L’enregistrement de radiohead OK Computer débute en juin 1996 à Oxford, au local de répétition de Radiohead, un ancien dépôt de pommes reconverti en studio rebaptisé Canned Applause. Dès les premières sessions, Radiohead est confronté à deux problèmes de taille : En premier lieu, le groupe est livré à lui-même. « La décision de nous auto-produire a fait resurgir les tensions au sein du groupe. Tout d’un coup, il y avait trop de choses à apprendre en un minimum de temps », explique le batteur Phil Selway.

Radiohead OK Computer

 En refusant toute aide extérieure – hormis celle de Nigel Godrich, dont le rôle sera de plus en plus important au fil des sessions – Radiohead se retrouve avec cinq producteurs. Les tensions internes refont surface, et le régime démocratique de Radiohead vole en éclat devant l’obstination de Thom Yorke.

« On fonctionne comme les Nations Unies. Vous pouvez obtenir le veto, mais l’Amérique, c’est moi », déclare le chanteur à la presse. Thom Yorke est aussi persuadé que le fait d’enregistrer dans le local d’Oxford n’est pas la meilleure des solutions. « Le problème, c’est que nous pouvions rentrer chez nous à chaque instant. C’est très difficile de se concentrer sur un enregistrement quand on sait qu’il faut rentrer à la maison pour faire la vaisselle ».

radiohead ok computer
Radiohead OK Computer

Ce qui apparaissait comme une oasis de liberté se transforme bientôt en cellule confinée. Le groupe se voit contraint de déménager son studio dans un autre endroit. En septembre 1996, Radiohead s’installe à Saint Catherine’s Court, un manoir du 15ème siècle appartenant à l’actrice Jane Seymour, la James Bond girl de Vivre et laisser mourir.
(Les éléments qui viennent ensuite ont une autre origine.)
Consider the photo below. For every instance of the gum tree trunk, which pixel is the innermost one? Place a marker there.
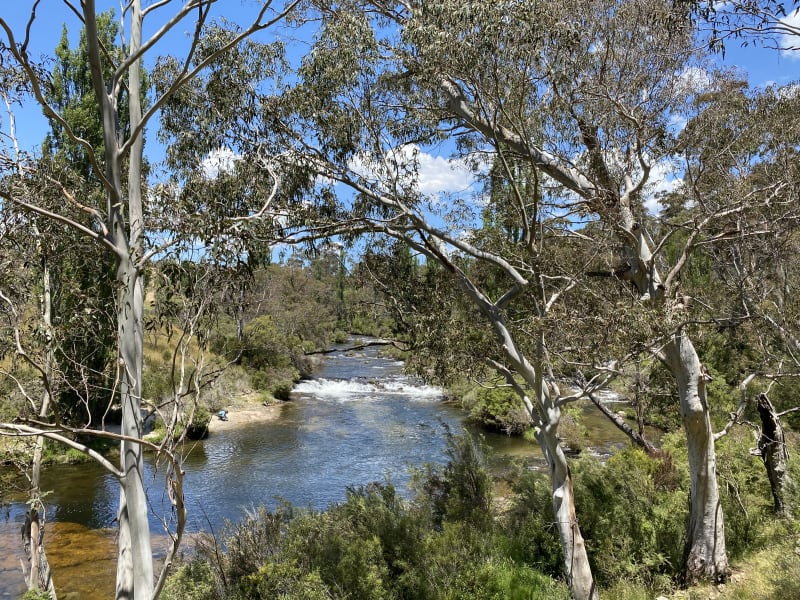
(705, 555)
(576, 561)
(773, 452)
Situé près de Bath, l’endroit est perdu au milieu de la forêt. La bibliothèque du manoir est transformée en studio d’enregistrement, une chambre est réquisitionnée pour la batterie tandis que les prises de voix s’effectuent dans l’imposante salle de bal du rez-de-chaussée.

A peine arrivés dans les lieux, les membres du groupe s’imprègnent de l’âme séculaire de la bâtisse. « Quelqu’un avait gravé 1612 sur mon lit », se souvient le multi-instrumentiste Jonny Greenwood, « imaginez combien de bébés sont nés, combien de gens sont morts et combien ont pu faire l’amour dans cette chambre ». Thom Yorke, fasciné par l’endroit, croit apercevoir des esprits s’échappant des vieilles pierres du manoir. Inexplicablement, les magnétophones se mettent en route et se rembobinent sans raison. Et lorsque les louves en chaleur se mettent à hurler à l’unisson à la nuit tombée, le doute n’est plus permis : les lieux sont hantés.

Radiohead OK Computer

Exalté par le curieux mélange de matériel de pointe et d’esprits ancestraux, Radiohead passera les deux mois suivant à redéfinir le son du groupe, ainsi que ses techniques d’enregistrement. « Nous étions totalement ignorants. Il nous arrivait de nous retrouver à tester les capacités d’un delay numérique en tournant les boutons dans tous les sens et en hurlant « c’est génial ! ».

Nigel Godrich s’arrachait les cheveux. De vrais gamins devant leurs nouveaux jouets… », se souvient Thom Yorke. Le chanteur de Radiohead vient également d‘acquérir un MiniDisc sur lequel il échantillonne des fragments de chansons ainsi que des sonorités ambiantes. Le sampleur joue aussi un rôle important dans les nouvelles compositions de Radiohead. Avançant à découvert en terrain numérique, Radiohead ne délaisse pas pour autant l’analogique, et encore moins les instruments vintage.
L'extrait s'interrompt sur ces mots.